Lecture Final will be given on - We don't know the final schedule for Spring Quarter at this time.

Make-up examinations will NOT BE GIVEN. If you miss an exam, with the exception of the final exams, and have a valid reason for missing the exam,and inform me of the reason for the absence before the exam, your percent in the class will be calculated on the basis of your total number of points at the end of the quarter. If you miss a second test (quiz or exam) you will receive zero points for that exam. If you do not take both final exams (Lab and Lecture), you will fail the course.
If you fail the lecture or lab final exam, you will fail the class.

D. Attendance:
More than two absences from laboratory will result in an automatic drop from the course by the instructor.

The Biological Health Sciences Division Student Handbook is on line available at: as well as in the Science Center Learning Center in hard copy. All the information in the Student Handbook does apply to this course. This handbook contains many helpful resources for students, ideas to increase student success, and expectations of classroom behavior.

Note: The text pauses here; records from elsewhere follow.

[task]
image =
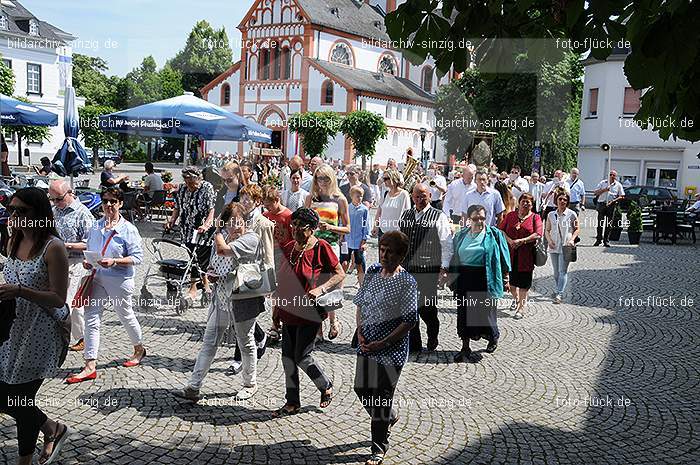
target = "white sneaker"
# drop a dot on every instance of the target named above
(247, 392)
(236, 367)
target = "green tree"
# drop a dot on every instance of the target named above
(316, 130)
(662, 37)
(364, 129)
(206, 55)
(95, 138)
(91, 82)
(7, 80)
(28, 133)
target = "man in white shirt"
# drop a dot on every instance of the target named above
(428, 259)
(578, 192)
(548, 193)
(456, 192)
(437, 184)
(518, 185)
(486, 196)
(608, 192)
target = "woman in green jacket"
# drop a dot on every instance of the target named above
(481, 262)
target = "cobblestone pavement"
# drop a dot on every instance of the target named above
(595, 380)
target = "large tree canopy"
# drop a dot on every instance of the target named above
(662, 36)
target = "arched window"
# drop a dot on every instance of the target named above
(341, 54)
(264, 72)
(327, 93)
(428, 79)
(226, 94)
(286, 63)
(387, 65)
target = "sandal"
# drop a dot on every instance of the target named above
(284, 411)
(333, 332)
(326, 398)
(58, 440)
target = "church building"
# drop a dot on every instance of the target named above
(327, 55)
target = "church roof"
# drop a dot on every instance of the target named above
(375, 83)
(352, 16)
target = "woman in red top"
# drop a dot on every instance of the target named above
(310, 270)
(522, 228)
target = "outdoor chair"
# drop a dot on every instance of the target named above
(157, 201)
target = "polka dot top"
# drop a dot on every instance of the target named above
(34, 346)
(384, 304)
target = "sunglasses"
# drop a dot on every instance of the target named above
(18, 210)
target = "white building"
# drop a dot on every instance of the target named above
(640, 156)
(39, 55)
(316, 55)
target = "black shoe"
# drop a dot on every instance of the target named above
(432, 343)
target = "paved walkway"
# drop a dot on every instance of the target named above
(598, 379)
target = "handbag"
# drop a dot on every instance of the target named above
(82, 295)
(539, 251)
(8, 314)
(253, 279)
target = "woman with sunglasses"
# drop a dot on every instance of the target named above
(562, 229)
(119, 246)
(394, 203)
(36, 277)
(328, 201)
(231, 191)
(481, 262)
(311, 268)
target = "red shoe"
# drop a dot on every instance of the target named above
(134, 363)
(79, 379)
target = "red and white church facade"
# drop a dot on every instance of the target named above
(327, 55)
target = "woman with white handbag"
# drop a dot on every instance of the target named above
(238, 295)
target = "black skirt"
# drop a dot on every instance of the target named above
(476, 311)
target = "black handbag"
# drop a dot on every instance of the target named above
(7, 318)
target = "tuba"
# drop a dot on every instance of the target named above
(409, 176)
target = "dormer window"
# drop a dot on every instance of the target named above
(341, 54)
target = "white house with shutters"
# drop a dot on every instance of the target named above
(315, 55)
(639, 156)
(39, 55)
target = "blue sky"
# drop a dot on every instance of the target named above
(123, 32)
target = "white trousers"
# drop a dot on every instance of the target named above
(117, 293)
(77, 315)
(217, 322)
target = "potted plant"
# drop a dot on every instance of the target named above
(635, 227)
(616, 228)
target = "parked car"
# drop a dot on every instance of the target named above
(658, 195)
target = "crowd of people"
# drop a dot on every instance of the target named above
(288, 250)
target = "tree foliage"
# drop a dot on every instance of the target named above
(662, 37)
(316, 129)
(206, 55)
(364, 129)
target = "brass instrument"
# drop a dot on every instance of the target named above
(409, 177)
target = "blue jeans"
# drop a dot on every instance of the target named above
(561, 268)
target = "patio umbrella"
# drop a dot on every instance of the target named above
(14, 112)
(71, 159)
(183, 116)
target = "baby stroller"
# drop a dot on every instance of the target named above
(177, 274)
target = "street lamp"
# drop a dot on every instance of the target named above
(423, 133)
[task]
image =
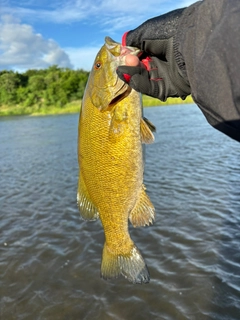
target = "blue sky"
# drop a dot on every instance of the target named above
(69, 33)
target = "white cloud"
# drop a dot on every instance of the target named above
(22, 48)
(82, 58)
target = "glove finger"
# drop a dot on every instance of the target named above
(125, 73)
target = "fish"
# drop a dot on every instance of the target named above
(111, 134)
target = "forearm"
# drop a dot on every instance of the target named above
(207, 50)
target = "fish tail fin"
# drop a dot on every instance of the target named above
(130, 265)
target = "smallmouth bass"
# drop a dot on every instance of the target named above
(111, 133)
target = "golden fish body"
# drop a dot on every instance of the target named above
(110, 186)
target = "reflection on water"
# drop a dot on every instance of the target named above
(50, 259)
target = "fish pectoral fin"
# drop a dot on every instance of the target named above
(130, 265)
(147, 129)
(87, 209)
(143, 213)
(118, 123)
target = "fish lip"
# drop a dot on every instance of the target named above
(121, 94)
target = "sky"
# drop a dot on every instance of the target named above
(39, 33)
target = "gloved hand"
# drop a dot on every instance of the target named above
(159, 75)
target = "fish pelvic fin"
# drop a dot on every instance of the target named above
(87, 209)
(147, 129)
(131, 266)
(143, 213)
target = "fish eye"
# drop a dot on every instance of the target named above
(97, 65)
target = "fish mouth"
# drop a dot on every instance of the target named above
(121, 94)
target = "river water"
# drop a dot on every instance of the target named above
(50, 258)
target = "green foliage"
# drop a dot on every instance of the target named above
(44, 87)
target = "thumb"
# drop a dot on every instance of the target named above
(125, 73)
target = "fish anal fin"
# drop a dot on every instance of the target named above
(131, 266)
(146, 131)
(143, 213)
(87, 209)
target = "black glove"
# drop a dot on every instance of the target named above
(161, 78)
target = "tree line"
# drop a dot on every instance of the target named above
(52, 86)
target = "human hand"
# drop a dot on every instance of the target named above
(157, 74)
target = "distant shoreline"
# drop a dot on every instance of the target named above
(74, 107)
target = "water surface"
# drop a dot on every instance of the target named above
(50, 259)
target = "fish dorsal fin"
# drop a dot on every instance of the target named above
(87, 209)
(143, 213)
(147, 129)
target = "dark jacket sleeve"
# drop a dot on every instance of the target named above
(207, 48)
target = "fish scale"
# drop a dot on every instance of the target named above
(111, 132)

E. Additional information:
Labs cannot be made up. Media, reagents, and cultures are available only for the lab for which they were prepared.
Students will not be allowed to leave the room after beginning an examination.
No talking is allowed during lecture. You will be asked to leave the room.

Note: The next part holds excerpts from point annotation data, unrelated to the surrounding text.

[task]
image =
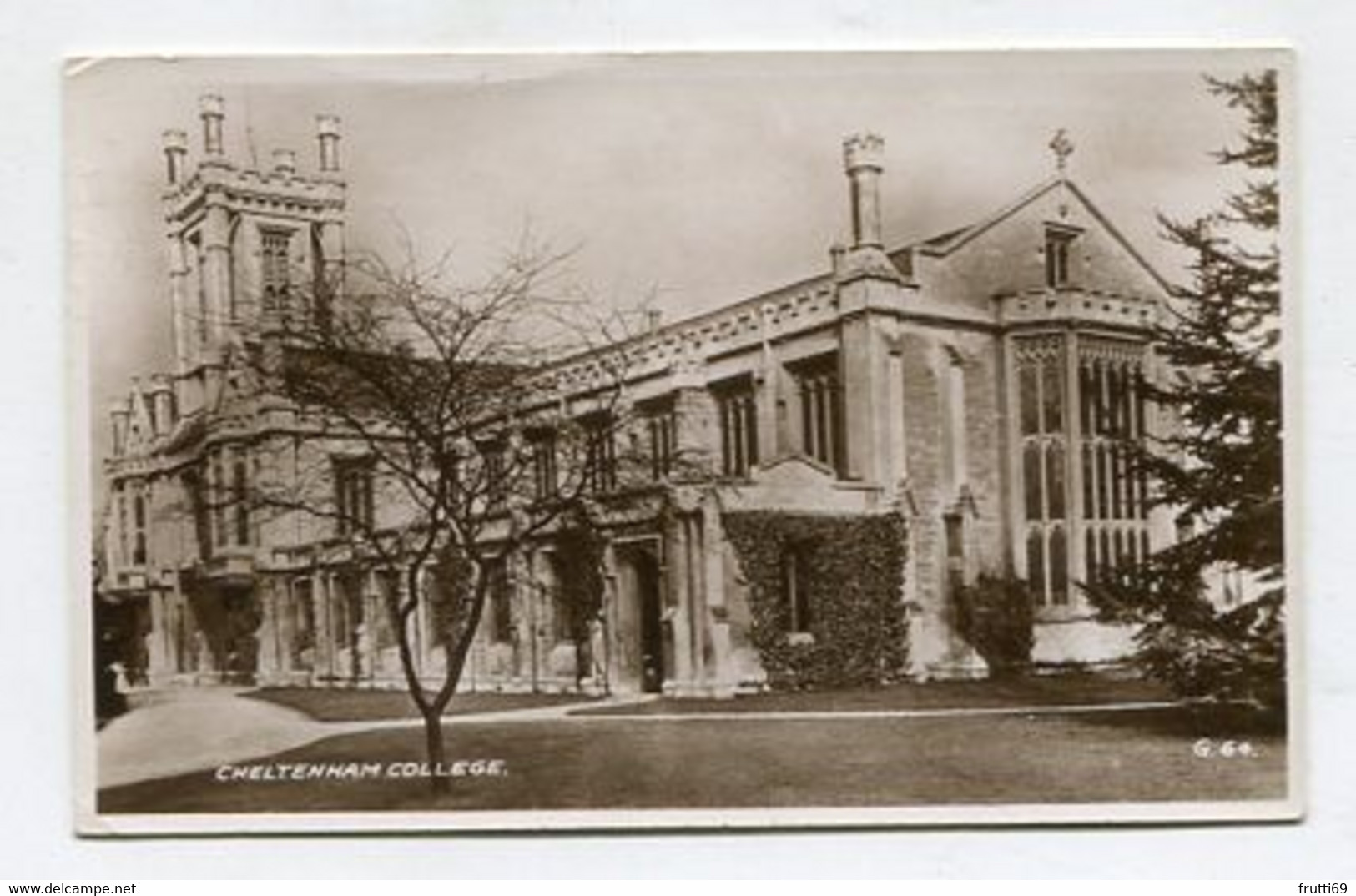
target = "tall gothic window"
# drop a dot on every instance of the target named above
(494, 462)
(738, 412)
(501, 601)
(796, 560)
(354, 506)
(1041, 385)
(600, 453)
(820, 410)
(139, 521)
(662, 433)
(1115, 492)
(240, 496)
(544, 472)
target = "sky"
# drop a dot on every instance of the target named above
(693, 179)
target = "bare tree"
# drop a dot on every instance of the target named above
(440, 426)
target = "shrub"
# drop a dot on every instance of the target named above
(994, 614)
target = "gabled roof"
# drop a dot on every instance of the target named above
(947, 243)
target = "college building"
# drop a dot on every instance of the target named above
(871, 440)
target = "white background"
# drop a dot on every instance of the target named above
(37, 494)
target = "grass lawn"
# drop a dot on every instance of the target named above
(1039, 690)
(624, 762)
(372, 705)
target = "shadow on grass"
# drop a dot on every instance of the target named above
(381, 705)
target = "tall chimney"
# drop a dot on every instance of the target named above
(863, 156)
(119, 414)
(177, 148)
(284, 162)
(212, 108)
(327, 134)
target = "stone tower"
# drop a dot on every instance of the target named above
(250, 249)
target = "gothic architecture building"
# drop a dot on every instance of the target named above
(907, 420)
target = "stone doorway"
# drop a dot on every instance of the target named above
(640, 625)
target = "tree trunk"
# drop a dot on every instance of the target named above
(434, 748)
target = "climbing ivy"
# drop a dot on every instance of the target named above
(852, 571)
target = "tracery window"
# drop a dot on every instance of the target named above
(275, 271)
(1045, 446)
(820, 410)
(1085, 501)
(1115, 494)
(738, 412)
(662, 430)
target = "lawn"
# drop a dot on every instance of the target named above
(373, 705)
(620, 762)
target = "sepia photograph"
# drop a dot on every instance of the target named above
(681, 440)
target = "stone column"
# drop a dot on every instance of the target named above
(216, 274)
(325, 646)
(269, 636)
(679, 596)
(713, 631)
(159, 655)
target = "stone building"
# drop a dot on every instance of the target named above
(910, 419)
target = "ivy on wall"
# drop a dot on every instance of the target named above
(852, 574)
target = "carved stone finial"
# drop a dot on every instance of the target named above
(1063, 148)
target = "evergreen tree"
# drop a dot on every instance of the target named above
(1221, 468)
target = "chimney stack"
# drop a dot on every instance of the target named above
(212, 108)
(177, 148)
(327, 134)
(284, 162)
(119, 414)
(863, 155)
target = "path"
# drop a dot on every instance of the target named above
(190, 729)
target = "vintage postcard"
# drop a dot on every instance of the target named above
(681, 440)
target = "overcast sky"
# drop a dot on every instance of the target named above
(700, 178)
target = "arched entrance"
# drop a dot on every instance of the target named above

Lab Exercise # /Date to be performed/ Subject

April 4/ Orientation to the Laboratory

1,2/ April 6/ Introduction to Microscopy
Observation of Living Organisms

3,4/ April 11/ Media Preparation
Distribution of microorganisms

5,6/ April 13/ Bacterial Smear/ Simple Stain

7,9/ April 18/ Capsule and Granule Stain
(8 and 10 will be demo's) Acid Fast and Spore Stain

11/ April 20/ The Gram Stain, QUIZ #1

12,13/ April 25/ Identification of Bacterial Unknown
Isolation of Pure Cultures

14,15,16/ April 27/ Aerobic and Anaerobic Culture Tech
Catalase Oxidase Production
Reduction of Nitrates

17,18,19/ May 2/ Carbohydrate Fermentation
Citrate Utilization
Hydrolysis of Starch

20,21,22/ May 4/ Hydrolysis of Gelatin
Motility, Indole, and H2S (SIM agar)
Urease Production

May 9th/ LAB EXAM

May 11/ MR-VP Tests
API 20E Multiple Test Strip,
Selective and Differential Media

26,27/ May 16/ Bacteria of the Throat
Bacteria of the Skin

29,30/ May 18/Viruses (Bacteriophages)

28,40/ February 29 Epidemiology,
The Effect of Hand Washing on Skin Microbiota

33/ May 25/ Effects of Antimicrobials on
Microorganisms - QUIZ #2

34,35,36/ June 1st/ Role of Temperature, and the Effect of Heat, UV light, and Osmotic Pressure (Demo) on Microbial Growth.

June 6th/ Yeasts and Molds

June 8/ Lab

June 13/ Protozoa

June/ LABORATORY FINAL EXAM Unknown bacterial culture report due March 16th.